É por isso que usamos radiação infravermelha de onda curta. Em vez de tentar aquecer o ar, ela atinge diretamente o alvo – você ou a superfície sobre a qual você está parado. Não há necessidade de esperar que o aquecedor funcione. Basta entrar no local e sentir o calor imediatamente.
O segredo está na velocidade.
A radiação infravermelha de onda curta é mais eficaz do que a de onda longa. Ela emite energia que se move à velocidade da luz. Não importa se você estiver em um lugar com vento forte ou em um pátio, o calor não “sai voando”, pois não se trata de ar. É um feixe direto de calor.
Além disso, as condições externas são extremamente adversas para os equipamentos. Chuva, umidade e ar salgado destroem rapidamente os componentes eletrônicos. Para evitar isso, colocamos os elementos de aquecimento em invólucros à prova d’água. Usamos reflexores tratados para garantir que o calor continue direcionado às pessoas, em vez de se dissipar no quadro metálico, desperdiçando energia.
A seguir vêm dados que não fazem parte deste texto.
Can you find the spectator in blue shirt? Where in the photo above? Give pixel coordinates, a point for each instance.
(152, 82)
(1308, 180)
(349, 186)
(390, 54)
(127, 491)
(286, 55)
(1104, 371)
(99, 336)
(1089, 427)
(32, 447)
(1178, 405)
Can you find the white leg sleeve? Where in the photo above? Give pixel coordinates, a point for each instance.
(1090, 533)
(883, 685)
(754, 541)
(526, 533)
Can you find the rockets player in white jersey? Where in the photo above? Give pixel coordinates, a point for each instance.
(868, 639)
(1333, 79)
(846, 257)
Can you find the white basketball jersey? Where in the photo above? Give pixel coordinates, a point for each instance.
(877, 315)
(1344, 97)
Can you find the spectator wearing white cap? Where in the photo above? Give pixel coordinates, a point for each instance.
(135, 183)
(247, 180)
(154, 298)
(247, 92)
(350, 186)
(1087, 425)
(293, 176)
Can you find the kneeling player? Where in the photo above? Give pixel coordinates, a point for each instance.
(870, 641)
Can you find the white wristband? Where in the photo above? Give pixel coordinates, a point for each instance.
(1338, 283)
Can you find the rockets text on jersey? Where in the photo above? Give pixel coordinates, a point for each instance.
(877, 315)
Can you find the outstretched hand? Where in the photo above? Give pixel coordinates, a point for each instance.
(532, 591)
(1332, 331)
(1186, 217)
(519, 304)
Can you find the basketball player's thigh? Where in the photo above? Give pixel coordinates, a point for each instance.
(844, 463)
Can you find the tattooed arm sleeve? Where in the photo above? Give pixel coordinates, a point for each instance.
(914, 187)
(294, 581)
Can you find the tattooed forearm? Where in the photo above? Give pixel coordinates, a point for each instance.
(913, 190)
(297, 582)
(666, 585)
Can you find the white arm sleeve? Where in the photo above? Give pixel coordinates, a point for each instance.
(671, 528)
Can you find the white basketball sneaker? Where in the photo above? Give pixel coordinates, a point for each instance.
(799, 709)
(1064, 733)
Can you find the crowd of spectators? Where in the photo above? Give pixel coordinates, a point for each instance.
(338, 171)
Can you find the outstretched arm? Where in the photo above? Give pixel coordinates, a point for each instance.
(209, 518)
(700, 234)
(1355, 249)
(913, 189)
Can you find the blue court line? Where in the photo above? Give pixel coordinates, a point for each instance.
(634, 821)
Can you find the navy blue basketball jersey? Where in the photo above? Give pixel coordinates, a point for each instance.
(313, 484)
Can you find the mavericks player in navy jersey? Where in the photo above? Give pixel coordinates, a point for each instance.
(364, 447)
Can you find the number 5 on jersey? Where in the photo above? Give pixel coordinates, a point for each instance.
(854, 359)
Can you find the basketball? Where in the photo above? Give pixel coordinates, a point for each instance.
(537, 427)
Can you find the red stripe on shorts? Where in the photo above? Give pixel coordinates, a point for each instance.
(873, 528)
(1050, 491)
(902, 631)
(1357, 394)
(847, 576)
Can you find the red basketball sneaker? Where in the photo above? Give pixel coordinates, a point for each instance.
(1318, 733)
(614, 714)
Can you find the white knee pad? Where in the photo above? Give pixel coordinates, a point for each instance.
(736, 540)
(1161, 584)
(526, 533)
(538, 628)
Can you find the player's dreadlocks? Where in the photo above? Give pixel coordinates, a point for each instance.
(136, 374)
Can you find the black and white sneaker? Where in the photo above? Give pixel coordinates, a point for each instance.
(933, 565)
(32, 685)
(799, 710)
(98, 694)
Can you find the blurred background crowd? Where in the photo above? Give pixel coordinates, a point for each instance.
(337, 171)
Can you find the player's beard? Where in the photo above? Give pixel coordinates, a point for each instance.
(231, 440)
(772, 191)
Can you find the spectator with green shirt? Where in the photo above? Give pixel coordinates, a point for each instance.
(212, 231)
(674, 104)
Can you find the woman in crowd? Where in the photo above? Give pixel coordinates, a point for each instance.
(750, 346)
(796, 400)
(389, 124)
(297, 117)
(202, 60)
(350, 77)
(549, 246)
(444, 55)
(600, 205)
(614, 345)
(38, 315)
Uma coisa importante a se lembrar: preste atenção no consumo de energia. Aquecedores de alta potência podem parecer luxuosos, mas se você conectar muitos deles no mesmo circuito, o disjuntor vai disparar.
O posicionamento é crucial.
Esses equipamentos são muito eficientes, mas é preciso escolher bem onde eles serão instalados. Se forem montados muito baixo, vão esquentar demais as pessoas que estiverem abaixo deles. Se forem montados muito alto, perder-se-á a sensação de conforto imediato. Geralmente, fazemos alguns cálculos com base na potência para encontrar o ponto ideal, onde o calor seja suficiente para manter o ambiente confortável, sem ser excessivo.